Я схватил ее за плечи и внушил спокойствие. Насколько это вообще возможно в подобной ситуации. Но она перестала кричать, а через минуту взгляд ее стал более осмысленным.
— Пожалуйста, уходи. Не могу тебя видеть, — она снова плакала. А я молчал, внушая заодно и искренность. Ей надо выговориться. — Я так перед ним виновата… И ты…
— Почему? — нет, я в курсе, что все произошло из-за меня, но Настя-то этого знать не должна.
— Я ему сказала, что очень люблю его… Но, возможно, не так, как девушка должна любить своего парня. Я не знаю, зачем это сказала! Хотела быть честной! Боже… какая же я дура. И он ушел расстроенный. И потом…
— Денис умер не из-за этого, — хотя, видимо, именно из-за этого. Он действительно вел себя слишком агрессивно, что ему несвойственно. Но похоже, суть твоей проблемы — чувство вины. Не будем подливать масла в огонь, лучше соврать: — Ты не виновата.
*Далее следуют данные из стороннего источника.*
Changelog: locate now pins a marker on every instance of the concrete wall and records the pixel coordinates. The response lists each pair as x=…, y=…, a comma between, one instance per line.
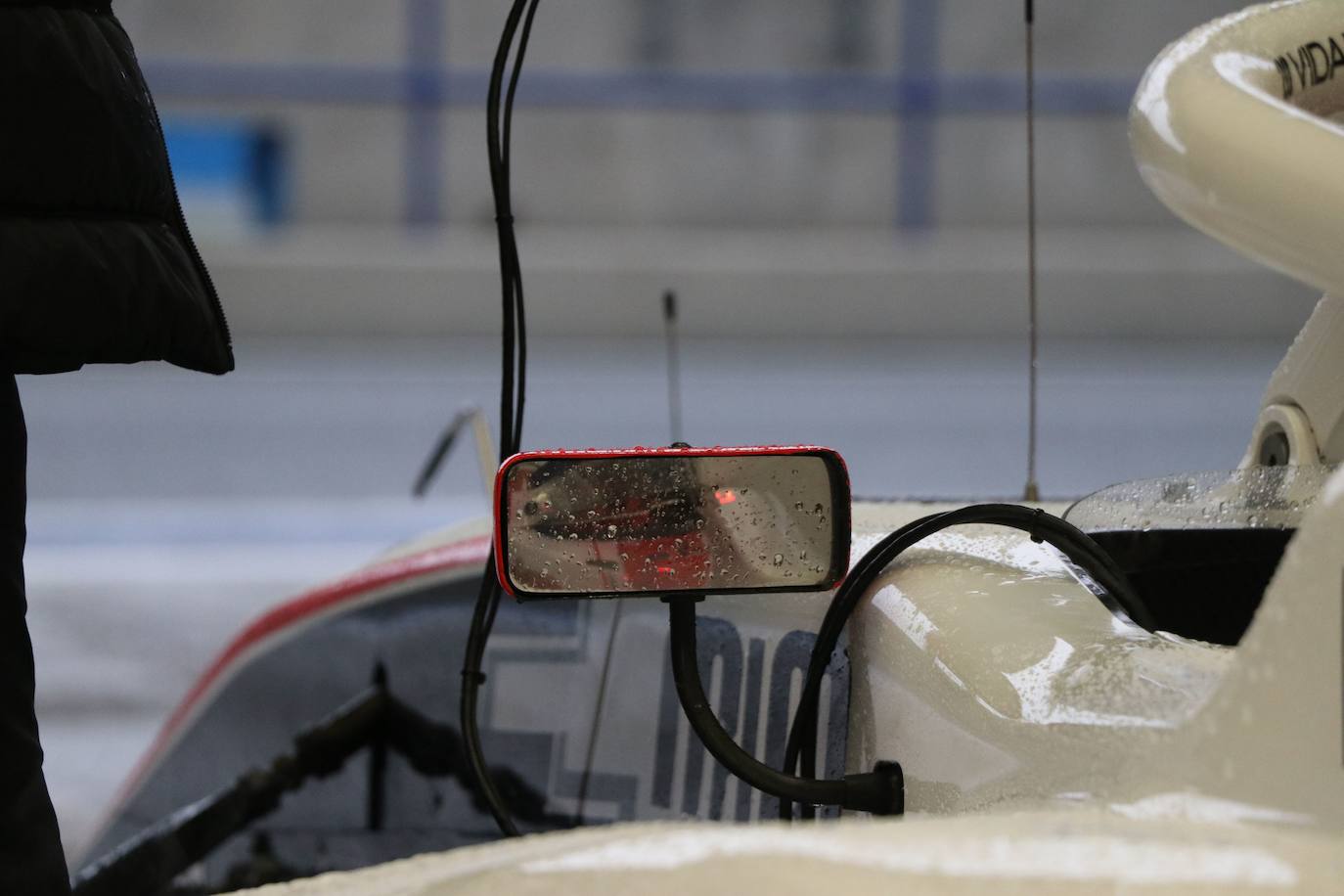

Она снова посмотрела на меня со злостью:
— Я знаю, что виновата! Я не имела право говорить это ему! Он ведь был не в себе… Наверное, это задело его сильнее, чем я тогда поняла. Может, он и не упал бы, если бы не был так расстроен! Он умер из-за меня!
Так вот, в чем причина ее затянувшегося нервного срыва. Если она хочет жить дальше, то ей придется себя простить. Или мне придется заставить ее забыть о своей вине. Я не отпускал ее плечи.
— Забудь ваш последний разговор с Денисом. Ты не говорила ничего ему, вы расстались на хорошей ноте. Просто произошел несчастный случай.
И на этот раз внушение сработало! Это стало заметно почти сразу — Настя оставалась расстроенной и растерянной, но и не думала закатывать новый скандал. Вся накопившаяся усталость навалилась на нее разом, я успел ее подхватить и отнести на кровать. Потом гладил по волосам и ждал, когда она уснет. Людмила Михайловна, которая была свидетелем всей сцены, молча вышла из комнаты.
И еще до того, как присоединиться к ней на кухне, я ощутил, что она не особо благодарна мне за утешение дочери. Атмосфера в квартире быстро менялась, грузом давила на голову, путала мысли, а это значило только одно — постоянные жильцы меняли отношение ко мне. И это явно была не Настя, которая уже мирно сопела, постепенно отпуская свою боль.